А потому на Рождество я обнаружил себя летающим с Фаррисом. Он особо не разговаривал, но проверял меня, чтобы понять, почему я допустил проеб. Я вновь был ведущим, но столько передумал и пережил из-за своей ошибки, что делал отличные заходы. Я выбирал верные места. Я оставлял достаточно места для посадки остальных. Взлеты, посадки, все остальное получались прекрасно.
— Джиллетт сказал, что у тебя какие-то мелкие проблемы на заходах, — тактично заметил Фаррис.
— Было один раз.
— Вижу.
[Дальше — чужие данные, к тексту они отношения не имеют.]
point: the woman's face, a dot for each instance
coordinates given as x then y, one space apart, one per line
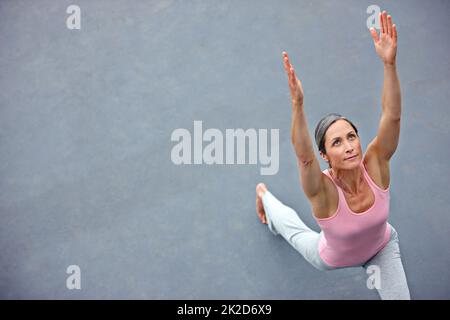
342 143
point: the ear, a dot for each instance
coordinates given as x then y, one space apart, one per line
324 156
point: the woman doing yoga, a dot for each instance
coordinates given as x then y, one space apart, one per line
350 199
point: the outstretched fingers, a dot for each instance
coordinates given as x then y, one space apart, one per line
389 25
374 34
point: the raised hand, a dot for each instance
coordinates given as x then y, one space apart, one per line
386 43
295 85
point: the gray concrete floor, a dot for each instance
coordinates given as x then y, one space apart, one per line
86 117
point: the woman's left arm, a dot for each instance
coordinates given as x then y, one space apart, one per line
385 144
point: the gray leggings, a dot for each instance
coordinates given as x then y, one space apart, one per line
390 280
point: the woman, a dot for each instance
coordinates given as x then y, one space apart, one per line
350 199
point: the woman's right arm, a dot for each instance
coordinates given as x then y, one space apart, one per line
311 175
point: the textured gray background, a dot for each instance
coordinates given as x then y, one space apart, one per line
85 123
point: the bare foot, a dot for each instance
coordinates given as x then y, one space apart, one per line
260 191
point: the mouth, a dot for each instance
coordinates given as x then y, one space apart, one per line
352 158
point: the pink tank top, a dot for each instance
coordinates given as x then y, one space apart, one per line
350 238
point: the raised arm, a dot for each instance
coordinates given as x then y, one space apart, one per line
310 172
386 141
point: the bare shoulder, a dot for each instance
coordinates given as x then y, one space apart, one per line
325 204
377 169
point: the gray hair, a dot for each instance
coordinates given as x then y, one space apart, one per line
323 126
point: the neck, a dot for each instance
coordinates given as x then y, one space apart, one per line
350 181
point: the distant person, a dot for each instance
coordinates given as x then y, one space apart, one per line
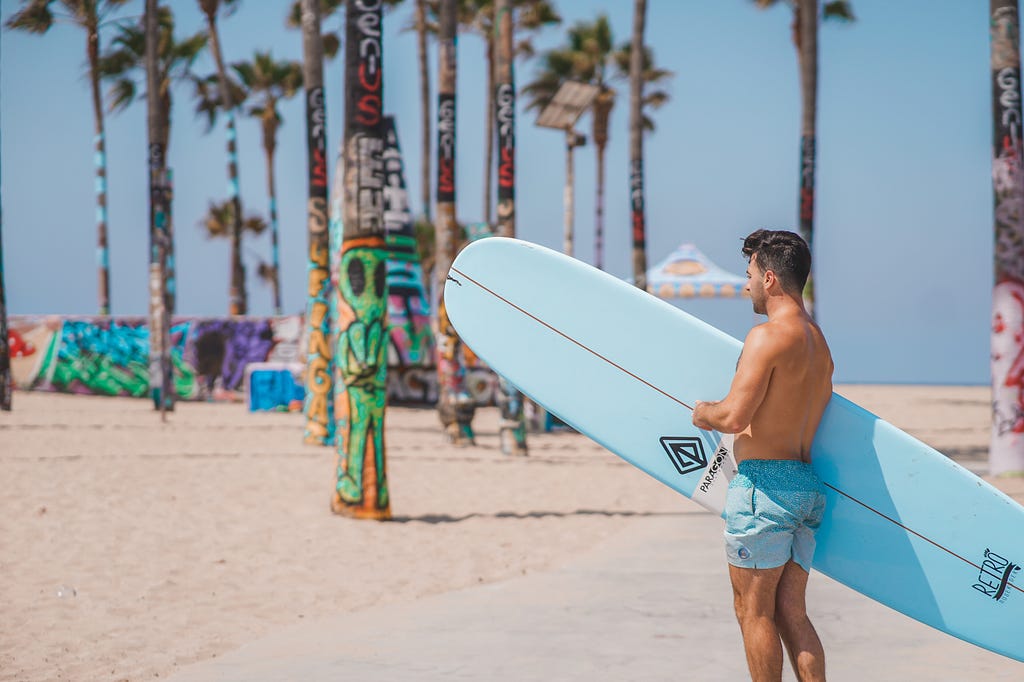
775 502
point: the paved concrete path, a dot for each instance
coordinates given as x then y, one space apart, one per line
652 603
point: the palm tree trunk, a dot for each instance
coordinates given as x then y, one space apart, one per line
421 46
807 49
489 135
512 431
160 366
360 386
172 282
568 193
6 381
599 212
238 300
170 288
1007 450
455 406
271 190
318 405
102 250
601 113
636 146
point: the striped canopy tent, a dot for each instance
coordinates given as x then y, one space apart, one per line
689 273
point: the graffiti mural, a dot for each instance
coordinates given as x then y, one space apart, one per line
412 343
317 402
110 355
1007 451
513 427
160 363
455 407
360 295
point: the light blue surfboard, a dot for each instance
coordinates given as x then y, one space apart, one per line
904 524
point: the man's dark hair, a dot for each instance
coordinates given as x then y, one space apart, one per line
783 253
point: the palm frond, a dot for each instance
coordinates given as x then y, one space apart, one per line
332 43
122 93
840 10
33 17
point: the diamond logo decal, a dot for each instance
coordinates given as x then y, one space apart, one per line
686 454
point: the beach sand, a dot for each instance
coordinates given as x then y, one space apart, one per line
175 543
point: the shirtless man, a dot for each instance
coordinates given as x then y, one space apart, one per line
775 502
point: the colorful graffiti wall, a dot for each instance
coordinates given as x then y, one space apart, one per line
110 355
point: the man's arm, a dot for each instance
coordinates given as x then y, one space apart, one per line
734 413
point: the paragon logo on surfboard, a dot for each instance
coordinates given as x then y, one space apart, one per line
996 573
687 454
716 465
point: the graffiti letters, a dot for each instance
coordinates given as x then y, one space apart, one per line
806 185
505 100
445 147
636 203
365 37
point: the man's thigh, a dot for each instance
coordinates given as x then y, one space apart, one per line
755 590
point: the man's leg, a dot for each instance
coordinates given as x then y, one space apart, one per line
754 591
801 640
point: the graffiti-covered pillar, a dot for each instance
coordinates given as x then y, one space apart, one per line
318 399
807 46
6 382
513 428
409 306
1007 451
172 284
455 406
160 342
636 146
360 388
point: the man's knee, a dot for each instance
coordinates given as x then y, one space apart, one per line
791 616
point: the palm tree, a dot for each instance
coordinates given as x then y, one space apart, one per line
160 340
589 56
805 38
219 220
636 68
6 383
265 83
330 40
1007 451
317 406
37 16
478 16
238 298
124 67
360 354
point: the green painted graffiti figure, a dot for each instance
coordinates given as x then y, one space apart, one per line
361 363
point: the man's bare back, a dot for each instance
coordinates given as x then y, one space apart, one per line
794 352
775 502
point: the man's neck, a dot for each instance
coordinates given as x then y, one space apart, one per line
784 305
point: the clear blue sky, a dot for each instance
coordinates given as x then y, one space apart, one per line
904 209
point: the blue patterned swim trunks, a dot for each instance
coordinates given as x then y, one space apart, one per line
772 510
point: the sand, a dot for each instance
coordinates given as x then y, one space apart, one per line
175 543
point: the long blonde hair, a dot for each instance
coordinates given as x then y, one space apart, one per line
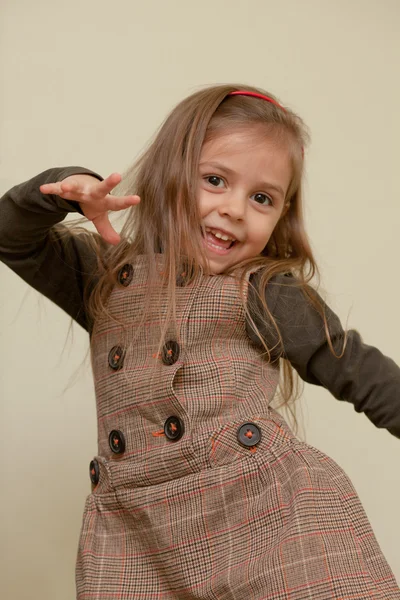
167 221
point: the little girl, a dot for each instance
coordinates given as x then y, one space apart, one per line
200 489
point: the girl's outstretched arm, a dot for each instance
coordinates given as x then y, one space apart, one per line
363 376
58 264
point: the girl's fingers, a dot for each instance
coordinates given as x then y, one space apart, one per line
106 230
116 203
102 188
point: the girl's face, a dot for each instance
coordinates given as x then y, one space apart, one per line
244 176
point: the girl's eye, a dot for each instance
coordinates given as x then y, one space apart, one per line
215 180
262 199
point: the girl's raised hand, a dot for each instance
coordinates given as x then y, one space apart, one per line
95 200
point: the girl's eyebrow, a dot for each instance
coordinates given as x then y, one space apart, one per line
263 184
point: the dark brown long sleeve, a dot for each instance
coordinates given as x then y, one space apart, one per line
363 376
58 266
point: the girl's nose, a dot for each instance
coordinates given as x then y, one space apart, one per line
233 207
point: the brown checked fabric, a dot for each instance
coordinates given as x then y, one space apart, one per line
202 490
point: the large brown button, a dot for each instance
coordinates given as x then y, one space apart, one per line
94 472
125 275
170 352
116 441
174 428
116 357
249 434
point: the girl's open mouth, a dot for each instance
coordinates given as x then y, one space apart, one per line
217 241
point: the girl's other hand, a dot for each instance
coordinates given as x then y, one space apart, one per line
95 200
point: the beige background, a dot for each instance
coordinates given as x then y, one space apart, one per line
87 83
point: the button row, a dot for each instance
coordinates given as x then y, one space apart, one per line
125 276
169 355
248 435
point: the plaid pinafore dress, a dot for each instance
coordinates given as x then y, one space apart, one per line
200 489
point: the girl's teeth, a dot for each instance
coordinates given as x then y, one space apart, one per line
219 235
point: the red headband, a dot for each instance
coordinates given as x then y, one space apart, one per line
257 95
262 97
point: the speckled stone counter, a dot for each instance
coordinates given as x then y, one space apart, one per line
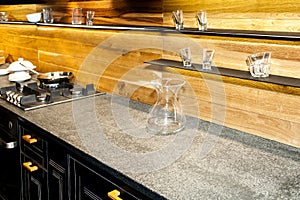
204 161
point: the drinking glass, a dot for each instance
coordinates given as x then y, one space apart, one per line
90 17
186 56
178 19
202 20
77 16
259 64
207 58
3 16
166 116
47 15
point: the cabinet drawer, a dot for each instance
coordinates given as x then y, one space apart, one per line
34 156
32 140
88 184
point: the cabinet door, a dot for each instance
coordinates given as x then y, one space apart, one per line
87 184
57 184
34 181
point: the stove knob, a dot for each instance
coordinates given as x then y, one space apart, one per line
8 95
18 100
11 96
15 98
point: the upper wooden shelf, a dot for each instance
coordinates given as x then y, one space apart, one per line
290 36
274 79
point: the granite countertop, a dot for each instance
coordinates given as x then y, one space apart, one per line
204 161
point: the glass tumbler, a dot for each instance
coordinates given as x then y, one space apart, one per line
77 16
166 116
90 17
202 20
48 15
259 64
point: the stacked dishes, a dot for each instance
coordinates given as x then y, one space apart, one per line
19 70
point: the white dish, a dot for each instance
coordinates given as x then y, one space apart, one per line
34 17
19 77
3 72
20 65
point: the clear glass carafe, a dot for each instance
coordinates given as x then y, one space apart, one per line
166 116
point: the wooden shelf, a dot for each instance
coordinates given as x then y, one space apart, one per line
290 36
280 80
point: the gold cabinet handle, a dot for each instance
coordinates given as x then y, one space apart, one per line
114 195
30 168
28 139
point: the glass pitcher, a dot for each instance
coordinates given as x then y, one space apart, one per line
166 116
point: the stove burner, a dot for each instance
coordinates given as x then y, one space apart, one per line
76 92
32 96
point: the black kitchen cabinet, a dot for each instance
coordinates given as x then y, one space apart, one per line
34 162
53 169
94 184
34 181
57 169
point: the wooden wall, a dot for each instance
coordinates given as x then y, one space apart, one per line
114 60
267 15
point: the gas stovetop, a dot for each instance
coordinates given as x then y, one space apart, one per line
32 96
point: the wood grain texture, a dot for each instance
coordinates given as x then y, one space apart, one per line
265 15
114 61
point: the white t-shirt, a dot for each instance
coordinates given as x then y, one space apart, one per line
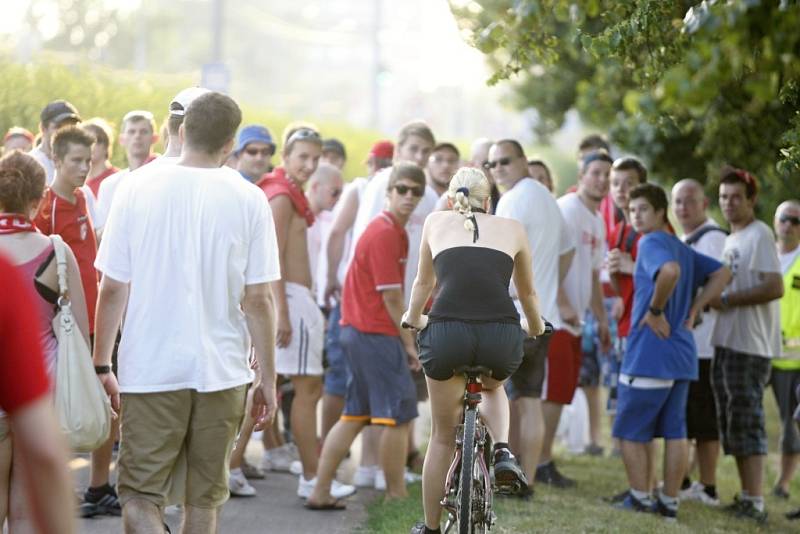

Сегодня у тебя все получилось хорошо.
— Спасибо.
— С наступающим.
Этим вечером, когда мы доставили рождественский ужин всем патрулям, то съели и свою индейку. Потом мы спели несколько песен, съели всякое, что нам прислали семьи жены и я пролил несколько слез, когда укладывался спать.
— Глазам не верю, — сказал Гэри Реслер, скрючившись у своей койки. Снаружи нашей палатки слышалась яростная стрельба. — Почему?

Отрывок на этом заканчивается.